My pandas DataFrame looks like this:
id | address |
---|---|
1 | [{'city': 'MURFREESBORO', 'line': ['9999 Candy Cane Island'], 'postalCode': '39999', 'state': '56'}] |
2 | [{'city': 'LIKELAND', 'line': ['11111 WS 80RD ST'], 'postalCode': '71398', 'state': '99'}] |
3 | [{'city': 'CHASS', 'line': ['36 LONDON LN'], 'postalCode': '269235', 'state': '35'}] |
How do I convert this column into multiple columns to look like this?
id | city | line | postalcode | state |
---|---|---|---|---|
1 | MURFREESBORO | 9999 Candy Cane Island | 39999 | 56 |
2 | LIKELAND | 11111 WS 80RD ST | 71398 | 99 |
3 | CHASS | 36 LONDON LN | 269235 | 35 |
I have tried multiple different ways:
df = pd.json_normalize(newdf['address'])
# AND
newdf['address'] = newdf['address'].apply(lambda x: "'" str(x) "'")
newdf['address'] = newdf['address'].apply(str).str.replace('[', '').str.replace(']', '')
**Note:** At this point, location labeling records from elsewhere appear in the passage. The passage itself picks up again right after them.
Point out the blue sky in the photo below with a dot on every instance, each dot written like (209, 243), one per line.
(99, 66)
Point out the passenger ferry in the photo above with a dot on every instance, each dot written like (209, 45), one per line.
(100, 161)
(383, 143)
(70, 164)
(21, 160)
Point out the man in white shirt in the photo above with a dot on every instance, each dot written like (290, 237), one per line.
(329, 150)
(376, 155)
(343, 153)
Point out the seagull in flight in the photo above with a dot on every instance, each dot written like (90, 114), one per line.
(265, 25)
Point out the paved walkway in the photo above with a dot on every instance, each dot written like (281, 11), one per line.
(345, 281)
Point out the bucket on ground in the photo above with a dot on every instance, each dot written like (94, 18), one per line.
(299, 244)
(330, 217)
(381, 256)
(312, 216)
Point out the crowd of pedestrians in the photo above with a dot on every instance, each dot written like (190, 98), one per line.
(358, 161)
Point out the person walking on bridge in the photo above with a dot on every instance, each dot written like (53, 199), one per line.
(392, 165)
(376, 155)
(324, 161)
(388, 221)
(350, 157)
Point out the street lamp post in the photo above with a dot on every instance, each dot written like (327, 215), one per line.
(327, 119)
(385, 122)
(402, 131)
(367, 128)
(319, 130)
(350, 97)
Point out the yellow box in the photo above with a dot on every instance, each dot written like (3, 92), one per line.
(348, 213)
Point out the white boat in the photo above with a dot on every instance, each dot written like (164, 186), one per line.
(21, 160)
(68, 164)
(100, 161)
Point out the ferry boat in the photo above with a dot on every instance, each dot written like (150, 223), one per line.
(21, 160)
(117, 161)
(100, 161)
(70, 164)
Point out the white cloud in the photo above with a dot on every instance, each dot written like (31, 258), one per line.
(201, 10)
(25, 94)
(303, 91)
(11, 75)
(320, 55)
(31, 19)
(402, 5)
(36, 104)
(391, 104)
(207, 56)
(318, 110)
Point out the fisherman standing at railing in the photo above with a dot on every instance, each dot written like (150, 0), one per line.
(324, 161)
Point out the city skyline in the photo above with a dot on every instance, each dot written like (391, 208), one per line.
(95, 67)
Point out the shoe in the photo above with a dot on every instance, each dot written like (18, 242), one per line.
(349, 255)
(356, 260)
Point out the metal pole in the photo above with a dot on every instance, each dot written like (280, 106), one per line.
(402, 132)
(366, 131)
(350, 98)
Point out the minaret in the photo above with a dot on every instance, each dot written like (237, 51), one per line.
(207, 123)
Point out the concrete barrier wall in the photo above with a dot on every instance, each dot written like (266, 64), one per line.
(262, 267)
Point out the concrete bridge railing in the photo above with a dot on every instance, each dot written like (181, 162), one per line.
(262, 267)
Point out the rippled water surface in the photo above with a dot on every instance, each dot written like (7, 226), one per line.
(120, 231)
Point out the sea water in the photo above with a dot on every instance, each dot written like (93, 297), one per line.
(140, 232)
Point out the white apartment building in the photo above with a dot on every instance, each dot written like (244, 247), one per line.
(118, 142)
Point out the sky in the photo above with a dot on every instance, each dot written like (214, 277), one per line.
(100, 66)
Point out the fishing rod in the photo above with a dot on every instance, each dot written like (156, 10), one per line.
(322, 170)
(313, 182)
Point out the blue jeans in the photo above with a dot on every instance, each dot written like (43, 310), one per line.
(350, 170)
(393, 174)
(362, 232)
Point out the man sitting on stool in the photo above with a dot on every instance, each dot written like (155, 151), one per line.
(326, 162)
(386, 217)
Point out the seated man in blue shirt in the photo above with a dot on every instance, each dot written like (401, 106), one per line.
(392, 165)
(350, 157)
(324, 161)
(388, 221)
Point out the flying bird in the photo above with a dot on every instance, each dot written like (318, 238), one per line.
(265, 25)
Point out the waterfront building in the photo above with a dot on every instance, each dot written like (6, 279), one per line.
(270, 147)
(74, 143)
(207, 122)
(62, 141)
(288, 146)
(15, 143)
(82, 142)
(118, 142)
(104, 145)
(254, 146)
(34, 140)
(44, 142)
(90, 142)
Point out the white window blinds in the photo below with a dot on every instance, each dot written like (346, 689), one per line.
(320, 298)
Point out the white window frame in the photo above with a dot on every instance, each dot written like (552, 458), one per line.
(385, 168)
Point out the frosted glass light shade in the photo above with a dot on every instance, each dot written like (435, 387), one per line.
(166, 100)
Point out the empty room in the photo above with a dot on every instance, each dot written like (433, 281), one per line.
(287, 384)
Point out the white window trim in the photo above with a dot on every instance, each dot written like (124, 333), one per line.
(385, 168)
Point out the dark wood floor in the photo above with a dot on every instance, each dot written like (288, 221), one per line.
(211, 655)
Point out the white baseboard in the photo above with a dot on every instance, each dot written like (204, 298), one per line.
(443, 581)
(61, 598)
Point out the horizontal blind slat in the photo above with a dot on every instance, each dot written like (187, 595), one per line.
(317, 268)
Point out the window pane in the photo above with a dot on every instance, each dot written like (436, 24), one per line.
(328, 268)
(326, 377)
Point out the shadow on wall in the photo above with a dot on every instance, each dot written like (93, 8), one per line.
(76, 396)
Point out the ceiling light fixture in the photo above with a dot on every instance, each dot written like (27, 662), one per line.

Data to construct the DataFrame:
{'id': [1, 2, 3],
'address': [[{'city': 'MURFREESBORO', 'line': ['9999 Candy Cane Island'],
'postalCode': '39999', 'state': '56'}],
[{'city': 'LIKELAND', 'line': ['11111 WS 80RD ST'],
'postalCode': '71398', 'state': '99'}],
[{'city': 'CHASS','line': ['36 LONDON LN'],
'postalCode': '269235', 'state': '35'}]]}
CodePudding user response:
You could explode
"address" column, convert it to a list and construct a DataFrame with it; then join
it back to df
:
s = df['address'].explode()
out = df.join(pd.DataFrame(s.tolist(), index=s.index).explode('line')).drop(columns='address')
Output:
id city line postalCode state
0 1 MURFREESBORO 9999 Candy Cane Island 39999 56
1 2 LIKELAND 11111 WS 80RD ST 71398 99
2 3 CHASS 36 LONDON LN 269235 35
CodePudding user response:
First change 1-element list in each element of address column into the content of this element.
Then you can invoke json_normalize on the result of step 1 and save the result in a temporary DataFrame.
Both above operations can be performed as:
wrk = pd.json_normalize(df.address.str[0])
There is one more conversion to perform, i.e. change 1-element list in each element of line column into the content of this element:
wrk.line = wrk.line.str[0]
And the last step is to join id column with wrk:
result = df[['id']].join(wrk)
The result is:
id city line postalCode state
0 1 MURFREESBORO 9999 Candy Cane Island 39999 56
1 2 LIKELAND 11111 WS 80RD ST 71398 99
2 3 CHASS 36 LONDON LN 269235 35
The leftmost column is the index, which you didn't include in your post.
To easier comprehend how the above code works, print wrk after each step of my code.